Le ratio d’adéquation du capital s’établit à 16,6% en décembre 2017. Le résultat financier dégagé par les banques albanaises s’est amélioré en 2017 (RoE : 16,7% et RoA : 1,6%). Si fin 2016, le taux des NPL a connu une progression à 18,3% en raison de deux importantes faillites (Kurum, aciérie et centrale hydroélectrique, et ARMO, raffinerie), ce taux a connu une baisse substantielle au cours des derniers mois, pour atteindre 13,5% fin janvier 2018.
Bien qu’une politique accommodante soit menée par la Banque centrale, l’accès au financement reste particulièrement difficile. Malgré l’abondance des liquidités et des niveaux de capitalisation supérieurs aux normes de Bâle II, la distribution des crédits des banques reste pénalisée par le poids des prêts non performants, qui sont globalement provisionnés en moyenne à 70%.A noter la forte euroisation de l’économie, qui concerne la moitié des dépôts et 60% des prêts. La Banque centrale a annoncé la mise en œuvre d’une stratégie de dé-euroisation.

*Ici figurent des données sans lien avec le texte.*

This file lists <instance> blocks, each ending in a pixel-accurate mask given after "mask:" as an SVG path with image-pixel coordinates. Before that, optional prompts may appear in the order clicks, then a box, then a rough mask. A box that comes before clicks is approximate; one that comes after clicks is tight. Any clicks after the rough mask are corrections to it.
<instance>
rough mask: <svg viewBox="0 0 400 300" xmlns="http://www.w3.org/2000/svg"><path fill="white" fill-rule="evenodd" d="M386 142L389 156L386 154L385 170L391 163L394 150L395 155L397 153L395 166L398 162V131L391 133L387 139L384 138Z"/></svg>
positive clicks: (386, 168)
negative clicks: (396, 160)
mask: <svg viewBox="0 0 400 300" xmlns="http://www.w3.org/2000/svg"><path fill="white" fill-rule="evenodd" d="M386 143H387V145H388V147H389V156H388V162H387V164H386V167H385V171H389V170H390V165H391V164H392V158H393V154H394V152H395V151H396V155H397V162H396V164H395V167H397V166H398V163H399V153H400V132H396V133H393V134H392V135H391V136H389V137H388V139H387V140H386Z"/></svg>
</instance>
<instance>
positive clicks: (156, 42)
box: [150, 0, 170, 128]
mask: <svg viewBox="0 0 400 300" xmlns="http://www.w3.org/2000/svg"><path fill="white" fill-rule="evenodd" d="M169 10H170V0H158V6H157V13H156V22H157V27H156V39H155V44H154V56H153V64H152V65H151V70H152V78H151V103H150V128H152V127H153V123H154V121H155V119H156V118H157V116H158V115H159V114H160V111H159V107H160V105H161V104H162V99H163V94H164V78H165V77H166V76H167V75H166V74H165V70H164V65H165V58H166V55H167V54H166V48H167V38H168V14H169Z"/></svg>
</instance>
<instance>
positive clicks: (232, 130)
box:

Si d’importantes réformes structurelles ont déjà été menées, un climat des affaires positif doit être restauré et la réforme de la justice achevée
Outre le programme de consolidation financière que le gouvernement s’est engagé à suivre, suite au programme avec le FMI, les autorités albanaises se sont engagées avec certaines IFIs sur d’importantes réformes structurelles. La réforme du secteur de l’électricité s’est traduite par une vaste réorganisation du secteur, un réajustement des prix payés aux producteurs et une réduction substantielle des pertes financières. La réforme des retraites a consisté en une hausse progressive de l’âge de départ à la retraite, l’indexation des retraites sur l’inflation et la mise en place d’une retraite minimum pour les plus démunis. La réforme territoriale a fortement réduit le nombre de collectivités territoriales, ce qui contribue à une diminution des coûts de fonctionnement du dispositif.
Des efforts substantiels doivent encore être menés pour améliorer l’environnement des affaires qui reste pénalisé par la corruption, une criminalité importante et un état de droit défaillant. La réforme de la justice apparait primordiale, précondition indispensable à l’ouverture des négociations d’adhésion avec l’UE. L’adoption de la réforme accordant davantage de garanties sur l’indépendance des juges est une étape à saluer, mais elle doit être achevée. La réforme du secteur de l’énergie doit être poursuivie avec notamment des investissements dans la diversification de la génération électrique albanaise (100% hydraulique).